Martin's novel weaves in and around that mystery, introducing the reader to the extended family of the captain of the Mary Celeste, including the wife who was on board with him when the ship disappears. The wife's sister, already a little unbalanced and convinced that she communicates with the dead, abandons her grieving family to re-invent herself as Violet Petra, a rising star within the spiritualist movement, which reached the height of its fevered fervor in late 19th century America. Then we meet a character named Arthur Conan Doyle, a young man who wants to become a writer, who hears the story of the Mary Celeste and decides to write a sensationalized (and entirely fictionalized) account of its last days. This account is the first step in his achieving world wide acclaim as a writer, but it also links him irrevocably with Violet Petra and the journalist who is hoping to expose Petra as a fraud.
Intriguing, no? We get a real feel for Martin's range in this novel. There are thrilling and terrifying scenes at sea interspersed with domestic scenes from those who remained at home, quiet in their desperation. She moves the story forward with a variety of styles and means: a straightforward, third person narrative, journal entries from various characters, newspaper clippings, a story within a story, and excerpts from the journalist's memoir.
I am not entirely sure why Martin doesn't have a wider readership.
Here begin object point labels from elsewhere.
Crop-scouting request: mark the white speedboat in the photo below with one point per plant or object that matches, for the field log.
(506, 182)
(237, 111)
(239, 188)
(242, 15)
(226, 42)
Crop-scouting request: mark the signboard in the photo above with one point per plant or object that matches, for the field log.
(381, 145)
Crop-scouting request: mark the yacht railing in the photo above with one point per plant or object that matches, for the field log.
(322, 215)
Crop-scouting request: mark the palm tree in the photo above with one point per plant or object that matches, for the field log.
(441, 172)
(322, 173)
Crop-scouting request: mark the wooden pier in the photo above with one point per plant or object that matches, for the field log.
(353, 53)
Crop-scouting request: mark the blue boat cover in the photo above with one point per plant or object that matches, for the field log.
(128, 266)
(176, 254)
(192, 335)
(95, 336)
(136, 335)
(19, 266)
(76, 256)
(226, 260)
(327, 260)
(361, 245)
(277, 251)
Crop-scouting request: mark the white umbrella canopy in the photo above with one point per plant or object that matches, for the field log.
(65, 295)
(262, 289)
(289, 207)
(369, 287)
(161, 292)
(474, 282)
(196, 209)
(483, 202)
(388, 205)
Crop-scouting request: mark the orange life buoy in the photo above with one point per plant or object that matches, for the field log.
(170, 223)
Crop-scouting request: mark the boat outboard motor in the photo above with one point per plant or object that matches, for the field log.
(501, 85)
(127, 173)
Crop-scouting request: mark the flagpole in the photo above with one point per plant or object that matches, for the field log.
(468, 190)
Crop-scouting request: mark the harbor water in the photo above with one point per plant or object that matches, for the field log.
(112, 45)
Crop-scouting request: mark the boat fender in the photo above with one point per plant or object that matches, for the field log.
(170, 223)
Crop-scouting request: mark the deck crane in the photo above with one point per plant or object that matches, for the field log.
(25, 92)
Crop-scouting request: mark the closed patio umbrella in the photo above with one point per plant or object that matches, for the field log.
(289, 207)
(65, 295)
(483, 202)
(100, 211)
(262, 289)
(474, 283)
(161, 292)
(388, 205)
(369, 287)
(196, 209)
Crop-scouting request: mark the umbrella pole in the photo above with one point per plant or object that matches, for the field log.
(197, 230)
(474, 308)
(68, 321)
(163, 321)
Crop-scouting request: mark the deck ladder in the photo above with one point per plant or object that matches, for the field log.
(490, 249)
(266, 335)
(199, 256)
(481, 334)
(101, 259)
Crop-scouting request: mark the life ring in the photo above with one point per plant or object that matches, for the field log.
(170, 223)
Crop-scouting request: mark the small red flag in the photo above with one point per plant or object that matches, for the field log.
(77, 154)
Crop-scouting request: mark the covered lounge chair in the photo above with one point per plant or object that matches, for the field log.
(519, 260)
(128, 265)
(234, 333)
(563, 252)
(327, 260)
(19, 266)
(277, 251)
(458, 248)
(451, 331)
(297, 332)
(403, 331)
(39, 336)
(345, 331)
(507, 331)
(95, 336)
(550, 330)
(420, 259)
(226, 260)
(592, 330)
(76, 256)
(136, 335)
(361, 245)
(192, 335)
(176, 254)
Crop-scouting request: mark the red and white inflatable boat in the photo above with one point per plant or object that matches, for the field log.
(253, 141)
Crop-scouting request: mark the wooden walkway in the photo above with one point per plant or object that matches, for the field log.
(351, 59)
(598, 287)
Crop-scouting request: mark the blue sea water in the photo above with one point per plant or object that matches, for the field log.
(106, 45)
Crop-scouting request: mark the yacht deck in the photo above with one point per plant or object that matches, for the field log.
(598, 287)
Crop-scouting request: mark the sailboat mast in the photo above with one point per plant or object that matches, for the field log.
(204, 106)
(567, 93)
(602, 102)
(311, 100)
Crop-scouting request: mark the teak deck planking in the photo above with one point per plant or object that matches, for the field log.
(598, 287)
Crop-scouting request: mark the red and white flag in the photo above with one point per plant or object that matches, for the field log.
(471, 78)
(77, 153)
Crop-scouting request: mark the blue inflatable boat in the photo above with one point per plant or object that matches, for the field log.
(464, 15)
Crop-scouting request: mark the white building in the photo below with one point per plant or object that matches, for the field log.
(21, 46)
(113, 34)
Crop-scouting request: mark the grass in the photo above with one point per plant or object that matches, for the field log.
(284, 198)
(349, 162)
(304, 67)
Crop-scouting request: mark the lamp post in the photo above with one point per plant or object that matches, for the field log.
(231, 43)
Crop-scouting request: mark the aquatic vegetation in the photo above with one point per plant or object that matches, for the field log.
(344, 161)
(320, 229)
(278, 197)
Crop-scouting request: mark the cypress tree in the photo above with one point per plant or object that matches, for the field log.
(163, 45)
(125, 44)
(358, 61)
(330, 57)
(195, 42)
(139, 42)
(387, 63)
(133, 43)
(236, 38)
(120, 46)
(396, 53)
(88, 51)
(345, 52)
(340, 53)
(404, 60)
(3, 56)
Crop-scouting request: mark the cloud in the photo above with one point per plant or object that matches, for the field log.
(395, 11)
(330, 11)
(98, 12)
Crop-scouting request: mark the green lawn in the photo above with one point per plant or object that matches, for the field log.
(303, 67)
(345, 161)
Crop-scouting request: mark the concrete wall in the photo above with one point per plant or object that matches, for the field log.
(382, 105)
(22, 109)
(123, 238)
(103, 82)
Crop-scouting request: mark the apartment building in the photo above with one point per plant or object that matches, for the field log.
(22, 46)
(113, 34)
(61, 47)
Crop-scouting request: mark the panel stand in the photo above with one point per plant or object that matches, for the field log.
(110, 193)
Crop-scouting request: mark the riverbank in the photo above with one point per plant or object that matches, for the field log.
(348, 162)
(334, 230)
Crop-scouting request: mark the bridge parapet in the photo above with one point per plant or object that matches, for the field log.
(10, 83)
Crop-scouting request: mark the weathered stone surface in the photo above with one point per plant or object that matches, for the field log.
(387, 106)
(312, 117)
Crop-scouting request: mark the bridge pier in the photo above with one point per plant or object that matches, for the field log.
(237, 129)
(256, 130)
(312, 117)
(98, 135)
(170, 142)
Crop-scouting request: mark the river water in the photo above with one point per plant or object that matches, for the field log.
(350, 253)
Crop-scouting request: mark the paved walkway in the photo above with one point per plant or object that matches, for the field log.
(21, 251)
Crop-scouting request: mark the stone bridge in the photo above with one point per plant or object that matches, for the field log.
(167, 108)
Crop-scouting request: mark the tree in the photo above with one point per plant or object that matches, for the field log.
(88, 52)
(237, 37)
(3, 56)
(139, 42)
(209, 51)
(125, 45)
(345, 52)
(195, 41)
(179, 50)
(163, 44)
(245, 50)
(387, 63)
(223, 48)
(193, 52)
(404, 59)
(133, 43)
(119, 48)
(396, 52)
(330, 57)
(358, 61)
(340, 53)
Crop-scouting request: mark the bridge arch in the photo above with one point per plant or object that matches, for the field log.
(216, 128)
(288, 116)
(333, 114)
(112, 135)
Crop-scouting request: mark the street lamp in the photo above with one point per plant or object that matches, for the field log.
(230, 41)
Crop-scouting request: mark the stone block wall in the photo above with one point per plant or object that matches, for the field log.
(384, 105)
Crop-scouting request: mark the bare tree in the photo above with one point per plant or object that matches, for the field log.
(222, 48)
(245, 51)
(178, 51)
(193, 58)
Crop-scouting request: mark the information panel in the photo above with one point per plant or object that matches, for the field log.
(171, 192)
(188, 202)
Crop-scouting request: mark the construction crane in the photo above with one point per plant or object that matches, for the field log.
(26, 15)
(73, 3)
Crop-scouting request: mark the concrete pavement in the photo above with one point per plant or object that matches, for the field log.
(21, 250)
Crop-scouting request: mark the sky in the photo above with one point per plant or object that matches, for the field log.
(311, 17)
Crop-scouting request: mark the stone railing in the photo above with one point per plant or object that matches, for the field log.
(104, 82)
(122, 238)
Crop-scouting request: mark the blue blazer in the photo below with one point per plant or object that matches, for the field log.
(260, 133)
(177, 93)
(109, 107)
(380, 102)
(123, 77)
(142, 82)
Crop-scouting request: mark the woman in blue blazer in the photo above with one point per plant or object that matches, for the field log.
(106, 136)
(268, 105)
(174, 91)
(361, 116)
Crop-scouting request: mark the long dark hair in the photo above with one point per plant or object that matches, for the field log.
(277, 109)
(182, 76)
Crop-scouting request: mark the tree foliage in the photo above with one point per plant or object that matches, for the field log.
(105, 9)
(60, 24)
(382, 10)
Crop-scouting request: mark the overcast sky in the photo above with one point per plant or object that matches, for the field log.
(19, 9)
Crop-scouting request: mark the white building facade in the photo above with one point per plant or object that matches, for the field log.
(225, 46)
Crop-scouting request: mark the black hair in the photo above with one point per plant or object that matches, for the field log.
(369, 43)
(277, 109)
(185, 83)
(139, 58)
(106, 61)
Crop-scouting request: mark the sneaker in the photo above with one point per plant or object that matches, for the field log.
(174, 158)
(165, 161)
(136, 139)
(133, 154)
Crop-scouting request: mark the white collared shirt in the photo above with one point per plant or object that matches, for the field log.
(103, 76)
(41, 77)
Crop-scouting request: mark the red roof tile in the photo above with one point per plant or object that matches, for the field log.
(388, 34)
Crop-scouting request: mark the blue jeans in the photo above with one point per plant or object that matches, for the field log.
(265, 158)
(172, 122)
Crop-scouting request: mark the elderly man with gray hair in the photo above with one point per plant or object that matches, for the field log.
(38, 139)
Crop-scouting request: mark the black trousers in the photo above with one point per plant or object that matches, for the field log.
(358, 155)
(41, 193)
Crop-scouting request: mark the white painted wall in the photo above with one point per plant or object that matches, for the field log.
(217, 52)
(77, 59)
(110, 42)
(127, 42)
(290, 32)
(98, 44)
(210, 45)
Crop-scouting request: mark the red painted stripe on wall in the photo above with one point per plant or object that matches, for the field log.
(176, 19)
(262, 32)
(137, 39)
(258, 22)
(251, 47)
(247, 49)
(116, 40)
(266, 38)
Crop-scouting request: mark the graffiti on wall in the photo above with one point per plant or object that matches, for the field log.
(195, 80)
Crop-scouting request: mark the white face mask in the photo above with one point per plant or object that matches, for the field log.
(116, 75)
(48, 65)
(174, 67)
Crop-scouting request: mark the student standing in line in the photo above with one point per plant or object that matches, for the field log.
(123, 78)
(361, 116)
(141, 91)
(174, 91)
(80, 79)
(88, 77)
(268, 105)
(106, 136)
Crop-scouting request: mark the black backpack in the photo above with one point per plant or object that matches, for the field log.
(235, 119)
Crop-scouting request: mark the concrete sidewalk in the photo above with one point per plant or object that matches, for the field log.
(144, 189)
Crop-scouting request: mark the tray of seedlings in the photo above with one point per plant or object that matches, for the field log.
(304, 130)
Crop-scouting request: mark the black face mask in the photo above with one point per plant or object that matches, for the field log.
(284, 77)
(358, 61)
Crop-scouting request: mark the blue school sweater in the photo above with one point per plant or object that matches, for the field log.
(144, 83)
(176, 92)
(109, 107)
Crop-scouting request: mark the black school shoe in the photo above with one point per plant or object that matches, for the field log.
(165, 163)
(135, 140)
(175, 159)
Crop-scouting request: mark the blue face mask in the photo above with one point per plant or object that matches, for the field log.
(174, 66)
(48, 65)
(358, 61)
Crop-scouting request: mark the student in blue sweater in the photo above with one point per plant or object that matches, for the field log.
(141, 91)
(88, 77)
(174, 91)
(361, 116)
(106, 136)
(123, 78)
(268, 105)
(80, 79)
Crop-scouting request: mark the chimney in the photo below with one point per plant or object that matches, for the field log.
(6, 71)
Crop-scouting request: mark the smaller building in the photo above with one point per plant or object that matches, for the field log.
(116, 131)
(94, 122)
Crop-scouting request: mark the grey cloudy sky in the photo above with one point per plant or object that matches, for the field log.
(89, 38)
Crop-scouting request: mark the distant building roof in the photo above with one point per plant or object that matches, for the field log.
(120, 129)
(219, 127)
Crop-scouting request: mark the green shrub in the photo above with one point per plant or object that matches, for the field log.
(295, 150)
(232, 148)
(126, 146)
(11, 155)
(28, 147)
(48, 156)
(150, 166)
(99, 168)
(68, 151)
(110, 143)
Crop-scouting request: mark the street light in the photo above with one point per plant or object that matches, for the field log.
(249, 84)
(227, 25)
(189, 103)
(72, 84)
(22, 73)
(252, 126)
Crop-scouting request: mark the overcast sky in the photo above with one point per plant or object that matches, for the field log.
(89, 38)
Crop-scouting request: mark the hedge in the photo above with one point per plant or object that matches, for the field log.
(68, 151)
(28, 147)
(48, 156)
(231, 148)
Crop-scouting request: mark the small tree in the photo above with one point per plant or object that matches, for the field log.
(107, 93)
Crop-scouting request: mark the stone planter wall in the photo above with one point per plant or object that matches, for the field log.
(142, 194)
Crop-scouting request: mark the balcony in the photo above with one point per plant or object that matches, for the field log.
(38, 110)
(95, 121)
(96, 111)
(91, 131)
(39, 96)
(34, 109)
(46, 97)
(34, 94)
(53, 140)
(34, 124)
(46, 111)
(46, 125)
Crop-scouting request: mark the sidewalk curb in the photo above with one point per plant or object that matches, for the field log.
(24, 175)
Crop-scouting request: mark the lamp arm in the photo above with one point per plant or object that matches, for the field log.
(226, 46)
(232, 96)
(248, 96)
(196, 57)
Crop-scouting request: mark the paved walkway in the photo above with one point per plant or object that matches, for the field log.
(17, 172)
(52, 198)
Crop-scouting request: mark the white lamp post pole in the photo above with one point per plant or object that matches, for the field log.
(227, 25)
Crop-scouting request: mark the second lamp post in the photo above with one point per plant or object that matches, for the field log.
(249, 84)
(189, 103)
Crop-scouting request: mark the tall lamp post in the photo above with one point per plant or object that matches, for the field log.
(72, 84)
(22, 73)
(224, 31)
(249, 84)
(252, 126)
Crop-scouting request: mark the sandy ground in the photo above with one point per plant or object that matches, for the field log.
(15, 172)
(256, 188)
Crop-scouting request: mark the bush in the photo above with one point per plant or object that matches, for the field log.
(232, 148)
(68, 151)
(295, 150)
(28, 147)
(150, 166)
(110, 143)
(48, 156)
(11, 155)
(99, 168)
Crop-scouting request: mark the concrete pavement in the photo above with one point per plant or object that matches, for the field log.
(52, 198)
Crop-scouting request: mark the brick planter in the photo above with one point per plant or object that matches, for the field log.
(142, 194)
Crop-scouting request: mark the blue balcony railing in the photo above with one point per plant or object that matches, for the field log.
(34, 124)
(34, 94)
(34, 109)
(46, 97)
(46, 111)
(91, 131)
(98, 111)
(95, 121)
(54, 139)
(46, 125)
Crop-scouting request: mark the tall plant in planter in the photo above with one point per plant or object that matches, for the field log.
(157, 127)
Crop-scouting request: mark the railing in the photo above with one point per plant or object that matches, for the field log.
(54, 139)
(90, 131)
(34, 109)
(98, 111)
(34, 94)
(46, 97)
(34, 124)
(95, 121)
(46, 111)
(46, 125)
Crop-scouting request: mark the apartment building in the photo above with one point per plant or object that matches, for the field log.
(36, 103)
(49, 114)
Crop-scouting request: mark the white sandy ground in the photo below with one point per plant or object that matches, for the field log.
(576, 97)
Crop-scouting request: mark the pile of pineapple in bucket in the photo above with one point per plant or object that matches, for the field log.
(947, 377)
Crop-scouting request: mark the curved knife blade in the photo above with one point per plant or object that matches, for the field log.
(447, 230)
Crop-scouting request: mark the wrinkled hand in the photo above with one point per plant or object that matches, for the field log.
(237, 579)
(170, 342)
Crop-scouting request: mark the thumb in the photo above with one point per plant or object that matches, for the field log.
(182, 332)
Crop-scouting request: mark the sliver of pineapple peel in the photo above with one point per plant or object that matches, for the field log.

She won the Orange Prize for her previous historical novel, Property, and her critically acclaimed story of Dr Jekyll's housekeeper, Mary Reilly, was turned into a film by the same name. I've not run across many of her readers, and that just puzzles me. Full disclosure: I know the author a little, as she teaches at the college across the street from my bookshop, and I worked for a couple of years alongside the woman who was her research assistant on this very book. Even if I didn't have these connections, however, I'd still be surprised at not encountering more bloggers who read Martin. Her writing is solidly good and always serves the story, and when she's writing historical fiction, she's absolutely at the top of her game.
NB: The Ghost of the Mary Celeste will be published later this month by Nan A Talese, an imprint of Doubleday. I read an advance reading copy provided by the publisher.